Conversation(s) avec une femme
Le Cinéma a ceci de formidable qu'il nous surprend en permanence. On entre au hasard d'une salle en pensant voir un petit film anodin pour ne pas dire un navet, et on ressort en ayant l'impression d'avoir vu un très bon film, où le réalisateur se livre émotionellement, et de surcroit en prenant le parti d'un format assez risqué (pour ne pas dire "casse-gueule"!), loin des films lisses, uniformisés et aseptysés, dont nos salles regorgent. Car ce "Conversation(s) avec une femme", sans être ni un ovni, ni une révolution cinématographique, n'en reste pas moins un film très personnel, émouvant, et culoté.
"Dix années à courrir, le coeur battant, après ces femmes qui te ressemblaient mais qui n'étaient pas toi"
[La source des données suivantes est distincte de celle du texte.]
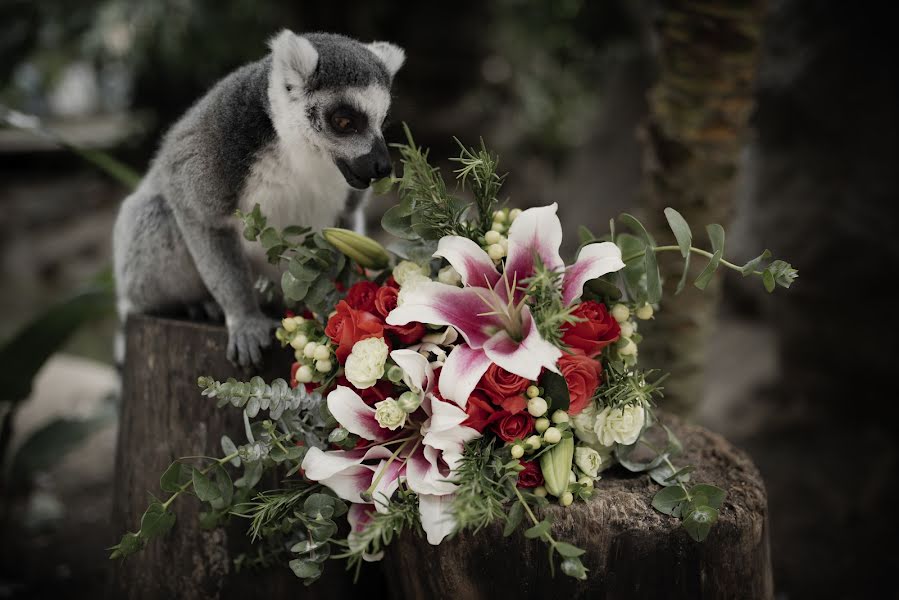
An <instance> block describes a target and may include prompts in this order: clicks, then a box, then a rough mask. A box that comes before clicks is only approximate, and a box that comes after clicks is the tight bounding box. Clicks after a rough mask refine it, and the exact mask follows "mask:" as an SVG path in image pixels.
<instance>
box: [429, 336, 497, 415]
mask: <svg viewBox="0 0 899 600" xmlns="http://www.w3.org/2000/svg"><path fill="white" fill-rule="evenodd" d="M489 366H490V359H489V358H488V357H487V355H486V354H484V351H483V350H475V349H474V348H472V347H471V346H468V345H466V344H459V345H458V346H456V347H455V348H453V351H452V352H450V355H449V356H448V357H447V358H446V363H444V365H443V369H441V370H440V395H441V396H443V397H444V398H446V399H447V400H452V401H453V402H455V403H456V404H458V405H459V406H461V407H462V408H465V405H466V404H468V397H469V396H471V392H473V391H474V388H475V386H476V385H477V384H478V381H480V380H481V377H482V376H483V375H484V373H486V372H487V367H489Z"/></svg>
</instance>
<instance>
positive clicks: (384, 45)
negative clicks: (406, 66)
mask: <svg viewBox="0 0 899 600" xmlns="http://www.w3.org/2000/svg"><path fill="white" fill-rule="evenodd" d="M365 47H366V48H368V49H369V50H371V51H372V53H373V54H374V55H375V56H377V57H378V58H379V59H380V60H381V62H382V63H384V66H385V67H387V72H388V73H390V76H391V77H393V76H394V75H396V72H397V71H399V70H400V67H402V66H403V63H404V62H406V52H405V51H404V50H403V49H402V48H400V47H399V46H397V45H395V44H391V43H390V42H372V43H371V44H366V46H365Z"/></svg>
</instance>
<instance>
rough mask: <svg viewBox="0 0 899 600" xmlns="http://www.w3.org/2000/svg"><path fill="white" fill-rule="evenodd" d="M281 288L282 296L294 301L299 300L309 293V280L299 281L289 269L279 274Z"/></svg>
mask: <svg viewBox="0 0 899 600" xmlns="http://www.w3.org/2000/svg"><path fill="white" fill-rule="evenodd" d="M281 289H282V290H283V291H284V297H285V298H287V299H288V300H293V301H294V302H300V301H302V300H303V299H304V298H305V297H306V294H307V293H309V282H307V281H300V280H299V279H297V278H296V277H295V276H294V274H293V273H291V272H290V271H284V273H283V274H282V275H281Z"/></svg>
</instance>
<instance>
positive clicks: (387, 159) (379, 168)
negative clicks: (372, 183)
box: [374, 159, 393, 179]
mask: <svg viewBox="0 0 899 600" xmlns="http://www.w3.org/2000/svg"><path fill="white" fill-rule="evenodd" d="M374 166H375V179H381V178H383V177H387V176H388V175H390V173H391V172H392V171H393V165H391V164H390V160H389V159H378V160H376V161H375V165H374Z"/></svg>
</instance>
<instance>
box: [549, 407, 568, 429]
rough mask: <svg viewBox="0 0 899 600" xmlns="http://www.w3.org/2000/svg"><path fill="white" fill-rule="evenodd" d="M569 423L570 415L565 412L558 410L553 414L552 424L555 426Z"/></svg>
mask: <svg viewBox="0 0 899 600" xmlns="http://www.w3.org/2000/svg"><path fill="white" fill-rule="evenodd" d="M568 421H569V418H568V413H567V412H565V411H564V410H557V411H556V412H554V413H553V416H552V422H553V423H555V424H557V425H558V424H559V423H567V422H568Z"/></svg>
D'un point de vue scénaristique, le film apparait au premier abord comme assez classique. Le récit commence dans une salle de mariage new-yorkaise, à l'ambiance guindée et assez austère, durant laquelle un homme, seul, observe une femme, à priori seule aussi, avant de l'aborder. Jusqu'ici rien de révolutionnaire. La conversation qui s'en suit en revanche se fait sur un mode de séduction assez poussé et charmant, et surtout révèle au fur et à mesure un passé commun aux deux protagonistes qui ne sont, de toute évidence, en aucun cas des inconnus l'un pour l'autre. Elle se poursuit le temps d'une nuit, de débats en ébats amoureux, et le passé commun, monté en une sorte de toile mystèrieuse, ne se dévoile finalement clairement qu'à la fin où l'on apprend que ces deux-là ont été follement amoureux et mariés lorsqu'ils étaient tout jeune, avant une séparation douloureuse et abrupte dix ans plus tôt. Dix ans durant lesquels ils n'ont pas eu de contacts. Dix années de frustration, qui exacerbent leurs retrouvailles.
Le génie de ce scénario réside dans la qualité des dialogues, toujours impeccables, et qui font mouche systématiquement, et dans le côté très réel des sentiments exprimés. Ainsi, les personnages passent du jeu de séduction le plus pur, et le plus rieur, au jeu de destruction le plus mesquin, à savoir lequel blessera l'autre en premier et le plus fort, expression la plus basique de la frustration et des regrets.
"Ne fais pas ton malin, j'ai horreur que tu fasses ton malin"
L'autre atout de ce film, c'est sa mise en scène, très personnelle. Hans Canosa a choisi, avec culot, un certain nombre de partis pris, qui auraient pu plomber sérieusement son premier film. Car celui-ci est avant tout construit comme une pièce de théâtre, avec deux uniques personnages, à huis-clos, qui dialoguent pendant une heure et demie. Mais la qualité du scénario et de l'interprétation lui permettent d'atteindre ses buts sans soucis. Cette construction est renforcée par le procédé du "split screen", divisant en permanence l'écran en deux parties, afin de nous montrer systématiquement la réaction des deux personnages. Il s'en sert aussi de temps en temps pour exposer des flash-backs sur la vie du couple. Ce procédé, qui a l'avantage de renforcer la séparation physique du couple, est utilisé ici à bon escient, même s'il est un peu fatigant pour les yeux et pour la bonne appréciation du film.
Ce film révèle aussi deux comédiens extraordinaires, qui sont pour beaucoup dans la beauté de ce film. Il y a tout d'abord Helena Bonham-Carter, magnifique manipulatrice et séductrice, qui mène totalement ce jeu de séduction. Et puis il y a la révélation, Aaron Eckhart, jusqu'ici inconnu au bataillon, et qui arrive incroyablement, en un instant, à passer du séducteur charmeur à l'amoureux désabusé et pudique.
"Si tu dois partir, n'emporte que ces mots: je t'aime"
Bilan des courses: si ce film pouvait à priori ressembler par son scénario à d'autres réalisations telles que "Before Sunset" voire "Eternal Sunshine of the spotless mind", Hans Canosa arrive, par ses choix, à faire un film très personnel et très attachant. En s'appuyant sur un scénario et des dialogues au plus près de la réalité des sentiments humains, il se démarque de ces prédécesseurs. En posant simplement la question - sans y répondre - de savoir si l'amour est éternel et s'il peut reprendre après s'être arrêter, il propose une variation très émouvante, à laquelle chacun est libre de répondre. Un excellent film.